Les leaders s'assurent des revenus qui oscillent entre 2 000 et 5 000 € par mois. Cette réputation est d'autant plus nécessaire quand le trafic est exercé à l'intérieur de la cité car les ressources sont faibles et les vendeurs pléthoriques. Ceux qui trafiquent dans les établissements scolaires ou à l'Université ont moins besoin de ce capital de réputation car la concurrence est moindre et les acheteurs plus vulnérables.

En accédant à ces revenus ils acquièrent la possibilité d'aider matériellement leur famille, ou du moins, ils se donner l'illusion de le faire, sans voir comment ces revenus déstructurent les liens familiaux (place du père, etc.).

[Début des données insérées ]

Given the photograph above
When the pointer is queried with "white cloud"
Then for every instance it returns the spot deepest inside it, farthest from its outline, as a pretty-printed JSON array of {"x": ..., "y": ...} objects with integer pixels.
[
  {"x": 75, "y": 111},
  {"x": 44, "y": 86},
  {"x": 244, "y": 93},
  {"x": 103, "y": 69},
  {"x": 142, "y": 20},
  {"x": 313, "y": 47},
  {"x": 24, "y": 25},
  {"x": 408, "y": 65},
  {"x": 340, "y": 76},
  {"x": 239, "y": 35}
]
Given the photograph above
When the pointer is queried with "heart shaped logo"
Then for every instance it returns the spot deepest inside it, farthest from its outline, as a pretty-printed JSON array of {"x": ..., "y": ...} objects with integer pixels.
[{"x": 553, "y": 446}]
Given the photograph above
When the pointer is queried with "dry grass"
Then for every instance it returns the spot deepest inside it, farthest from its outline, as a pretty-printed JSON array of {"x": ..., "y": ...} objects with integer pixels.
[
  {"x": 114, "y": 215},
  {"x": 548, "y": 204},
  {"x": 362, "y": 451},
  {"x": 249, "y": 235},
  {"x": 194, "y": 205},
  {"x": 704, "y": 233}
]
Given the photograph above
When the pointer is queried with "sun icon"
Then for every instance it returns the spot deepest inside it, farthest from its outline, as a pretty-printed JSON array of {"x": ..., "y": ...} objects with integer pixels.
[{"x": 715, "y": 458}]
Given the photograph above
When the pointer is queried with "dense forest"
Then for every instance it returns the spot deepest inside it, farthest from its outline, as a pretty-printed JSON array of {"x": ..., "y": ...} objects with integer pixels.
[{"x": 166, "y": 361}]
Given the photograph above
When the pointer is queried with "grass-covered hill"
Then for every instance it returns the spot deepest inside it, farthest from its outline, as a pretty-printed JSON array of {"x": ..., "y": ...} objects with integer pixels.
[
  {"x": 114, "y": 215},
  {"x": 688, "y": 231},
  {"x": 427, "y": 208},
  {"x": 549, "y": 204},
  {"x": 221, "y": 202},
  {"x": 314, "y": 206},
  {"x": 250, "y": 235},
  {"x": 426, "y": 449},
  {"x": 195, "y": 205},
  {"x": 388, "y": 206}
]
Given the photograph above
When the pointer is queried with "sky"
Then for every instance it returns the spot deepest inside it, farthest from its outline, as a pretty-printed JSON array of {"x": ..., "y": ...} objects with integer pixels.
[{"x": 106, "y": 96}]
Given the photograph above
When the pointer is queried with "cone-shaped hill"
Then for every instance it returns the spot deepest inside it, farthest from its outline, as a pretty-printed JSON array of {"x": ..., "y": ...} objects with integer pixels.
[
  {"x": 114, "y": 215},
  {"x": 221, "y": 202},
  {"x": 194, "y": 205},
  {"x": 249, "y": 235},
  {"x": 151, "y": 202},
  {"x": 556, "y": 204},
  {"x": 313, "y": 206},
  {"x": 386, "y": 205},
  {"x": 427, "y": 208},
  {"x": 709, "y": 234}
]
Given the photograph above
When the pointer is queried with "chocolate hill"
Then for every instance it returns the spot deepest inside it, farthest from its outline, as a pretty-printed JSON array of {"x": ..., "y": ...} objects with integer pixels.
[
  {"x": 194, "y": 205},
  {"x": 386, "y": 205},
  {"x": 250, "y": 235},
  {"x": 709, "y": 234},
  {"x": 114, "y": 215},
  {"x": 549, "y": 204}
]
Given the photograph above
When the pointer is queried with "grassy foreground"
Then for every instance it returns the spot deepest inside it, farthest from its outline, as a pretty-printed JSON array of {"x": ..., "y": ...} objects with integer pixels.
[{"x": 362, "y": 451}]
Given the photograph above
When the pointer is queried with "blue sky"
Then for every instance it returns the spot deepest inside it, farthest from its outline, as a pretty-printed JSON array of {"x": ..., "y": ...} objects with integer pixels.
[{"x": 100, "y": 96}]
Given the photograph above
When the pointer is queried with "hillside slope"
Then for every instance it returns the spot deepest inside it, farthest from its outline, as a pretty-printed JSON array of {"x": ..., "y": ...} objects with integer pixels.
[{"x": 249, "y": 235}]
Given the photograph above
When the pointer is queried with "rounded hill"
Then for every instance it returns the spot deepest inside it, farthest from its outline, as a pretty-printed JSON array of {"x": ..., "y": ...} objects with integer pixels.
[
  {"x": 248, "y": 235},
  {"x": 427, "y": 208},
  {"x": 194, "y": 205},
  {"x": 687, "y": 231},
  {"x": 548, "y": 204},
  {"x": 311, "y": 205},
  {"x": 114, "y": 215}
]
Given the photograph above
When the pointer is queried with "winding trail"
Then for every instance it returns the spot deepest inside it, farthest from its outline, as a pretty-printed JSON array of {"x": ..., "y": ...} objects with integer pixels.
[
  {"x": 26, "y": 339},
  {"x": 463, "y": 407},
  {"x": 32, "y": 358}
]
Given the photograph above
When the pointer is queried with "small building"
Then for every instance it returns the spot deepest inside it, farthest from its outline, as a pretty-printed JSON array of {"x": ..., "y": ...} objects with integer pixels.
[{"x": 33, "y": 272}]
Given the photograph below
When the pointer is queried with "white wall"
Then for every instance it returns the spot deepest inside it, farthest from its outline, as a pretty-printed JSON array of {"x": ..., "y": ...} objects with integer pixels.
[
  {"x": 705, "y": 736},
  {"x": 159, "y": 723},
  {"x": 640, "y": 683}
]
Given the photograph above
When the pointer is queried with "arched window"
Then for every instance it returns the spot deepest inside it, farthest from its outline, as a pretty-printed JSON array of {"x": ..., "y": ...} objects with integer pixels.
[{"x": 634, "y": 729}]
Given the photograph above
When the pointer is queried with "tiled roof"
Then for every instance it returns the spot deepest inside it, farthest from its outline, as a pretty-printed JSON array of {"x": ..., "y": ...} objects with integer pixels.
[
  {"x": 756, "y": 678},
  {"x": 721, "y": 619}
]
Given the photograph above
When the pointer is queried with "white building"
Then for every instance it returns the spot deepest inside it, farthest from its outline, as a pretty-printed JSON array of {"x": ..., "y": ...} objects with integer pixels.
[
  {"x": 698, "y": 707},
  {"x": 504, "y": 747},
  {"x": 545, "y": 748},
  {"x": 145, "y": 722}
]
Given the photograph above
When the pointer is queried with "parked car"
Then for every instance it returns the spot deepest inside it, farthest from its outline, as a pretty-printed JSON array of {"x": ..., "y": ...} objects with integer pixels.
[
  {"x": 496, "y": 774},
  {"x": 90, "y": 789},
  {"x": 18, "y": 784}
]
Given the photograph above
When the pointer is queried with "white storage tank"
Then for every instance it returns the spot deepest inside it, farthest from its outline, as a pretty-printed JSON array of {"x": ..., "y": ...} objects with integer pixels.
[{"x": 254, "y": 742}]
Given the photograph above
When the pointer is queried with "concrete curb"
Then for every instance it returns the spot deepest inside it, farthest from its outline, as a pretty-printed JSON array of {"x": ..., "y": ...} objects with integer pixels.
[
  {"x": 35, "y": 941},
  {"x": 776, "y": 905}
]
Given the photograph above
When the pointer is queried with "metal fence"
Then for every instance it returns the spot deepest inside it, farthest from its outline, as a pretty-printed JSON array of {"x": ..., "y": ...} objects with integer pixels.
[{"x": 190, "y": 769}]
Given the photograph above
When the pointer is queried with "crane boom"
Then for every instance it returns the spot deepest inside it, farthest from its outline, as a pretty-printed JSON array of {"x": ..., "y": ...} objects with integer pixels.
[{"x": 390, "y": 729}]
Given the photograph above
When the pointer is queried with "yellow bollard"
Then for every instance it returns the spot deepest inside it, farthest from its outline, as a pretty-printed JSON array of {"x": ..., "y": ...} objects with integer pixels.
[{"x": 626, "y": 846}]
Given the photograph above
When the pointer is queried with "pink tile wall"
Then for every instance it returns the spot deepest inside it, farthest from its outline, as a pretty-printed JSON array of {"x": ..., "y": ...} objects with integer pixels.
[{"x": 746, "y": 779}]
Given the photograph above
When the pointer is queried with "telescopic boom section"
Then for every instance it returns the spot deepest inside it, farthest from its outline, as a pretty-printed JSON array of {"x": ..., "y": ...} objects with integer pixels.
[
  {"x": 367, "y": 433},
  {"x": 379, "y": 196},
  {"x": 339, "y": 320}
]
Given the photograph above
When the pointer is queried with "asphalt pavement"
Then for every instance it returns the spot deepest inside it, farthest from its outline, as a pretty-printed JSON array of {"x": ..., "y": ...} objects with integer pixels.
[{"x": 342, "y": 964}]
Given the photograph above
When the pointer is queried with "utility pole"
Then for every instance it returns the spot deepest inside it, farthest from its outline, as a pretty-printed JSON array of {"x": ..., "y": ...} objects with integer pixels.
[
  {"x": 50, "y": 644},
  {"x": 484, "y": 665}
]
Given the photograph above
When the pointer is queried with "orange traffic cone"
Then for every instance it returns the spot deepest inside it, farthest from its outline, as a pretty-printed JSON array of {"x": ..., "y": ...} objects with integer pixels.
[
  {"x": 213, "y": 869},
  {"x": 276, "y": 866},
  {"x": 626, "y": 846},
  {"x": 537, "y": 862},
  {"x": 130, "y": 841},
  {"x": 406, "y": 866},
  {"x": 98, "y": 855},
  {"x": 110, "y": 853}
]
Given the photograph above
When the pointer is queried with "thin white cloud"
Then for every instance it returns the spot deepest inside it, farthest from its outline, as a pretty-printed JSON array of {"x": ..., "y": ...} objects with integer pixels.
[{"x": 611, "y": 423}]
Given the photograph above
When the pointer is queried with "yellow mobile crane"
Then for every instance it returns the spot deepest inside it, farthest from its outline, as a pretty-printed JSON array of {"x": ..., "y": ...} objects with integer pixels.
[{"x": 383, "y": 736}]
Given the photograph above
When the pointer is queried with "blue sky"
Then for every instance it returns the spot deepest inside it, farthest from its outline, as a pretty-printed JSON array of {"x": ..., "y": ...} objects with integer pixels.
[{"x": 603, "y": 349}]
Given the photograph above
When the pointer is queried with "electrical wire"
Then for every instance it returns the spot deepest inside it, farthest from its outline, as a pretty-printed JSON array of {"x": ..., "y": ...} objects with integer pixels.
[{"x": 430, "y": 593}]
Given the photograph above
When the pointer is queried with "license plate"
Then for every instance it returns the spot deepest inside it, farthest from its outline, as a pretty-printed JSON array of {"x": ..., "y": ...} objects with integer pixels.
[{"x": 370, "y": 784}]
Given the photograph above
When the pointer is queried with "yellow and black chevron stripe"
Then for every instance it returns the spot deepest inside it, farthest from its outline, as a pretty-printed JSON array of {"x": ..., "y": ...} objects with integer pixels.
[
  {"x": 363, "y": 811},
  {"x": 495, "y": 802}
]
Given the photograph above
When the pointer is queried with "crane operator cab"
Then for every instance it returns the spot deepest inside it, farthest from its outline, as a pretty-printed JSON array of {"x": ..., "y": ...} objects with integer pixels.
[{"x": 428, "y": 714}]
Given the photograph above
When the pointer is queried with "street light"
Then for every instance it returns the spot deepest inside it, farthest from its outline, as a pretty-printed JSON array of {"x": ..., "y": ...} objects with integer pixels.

Destructivité et mortification

Une minorité bénéficie de ce système. Certains se pensent comme des entrepreneurs et sont en quête de respectabilité. Ils rachètent des commerces, accèdent à des postes ayant une visibilité sociale et ils s'allient parfois avec des responsables politiques qui imaginent pouvoir, grâce à eux, acheter la paix sociale. La "réussite" apparente de quelques uns ne doit pas faire perdre de vu que les premières victimes de ce système sont les membres de cette communauté.

Les plus fragiles commettent les actes les plus dangereux au profit de ceux qui dominent et sont les premiers exposés à la répression. L'incapacité à limiter sa propre violence conduit à l'exclusion des établissements scolaires et provoque la lassitude des travailleurs sociaux.

 

Ces jeunes ne sont pas dupes de l'impasse dans laquelle ils s'engagent. Mais la difficulté à trouver une alternative à ce mode de vie les conduit à préférer être quelqu'un parmi les pauvres, plutôt que rien dans la société.

La formation d'un habitus violent passe par un processus de mortification, par des mises à l'épreuve et une censure des sentiments et des émotions, en particulier amoureux.

Les filles sont généralement tenue à l'écart de cette communauté. Certaines cependant, qui partagent un même sentiment d'absence d'espoir d'avenir, s'adaptent à la violence et se virilisent pour trouver leur place dans cette communauté très masculine.

Les caïd pleurent à l'hôpital et dans les foyers
Les bénéfices liés à l'acquisition d'un habitus violent sont substantiels pour les jeunes les plus fragiles. Les stratégies de prévention précoce doivent intégrés des projets qui permettent à ces jeunes de se valoriser autrement afin que l'estime de soi passe par d'autres voies que ces jeux de domination. Il y a lieu de s'interroger sur la place de la culture dans les banlieues : comment notre culture qui se veut une culture ouverte, connectée sur le monde, universaliste peut elle à ce point laisser les jeunes des milieux populaires dans la conviction qu'ils n'ont pas d'avenir hors des cités ? La limitation spatiale et la limitation dans l'accès aux biens culturels ne sont sans doute pas étrangère aux limites de l'espérance des jeunes.
 

Pour travailler avec les jeunes déjà engagés dans ces pratiques, il faut garder à l'esprit que la cité est un espace qui exerce une forte prégnance.

Pour travailler, il faut leur donner les moyens de prendre de la distance avec cet environnement. Les caïd pleurent à l'hôpital et ils se racontent dans un foyer.

Pour multiplier les chances de travailler avec succès auprès des jeunes les plus en rupture il conviendrait de créer des espace d'écoute et de dialogue dans ces lieux qui offre un "recul" par rapport à la cité.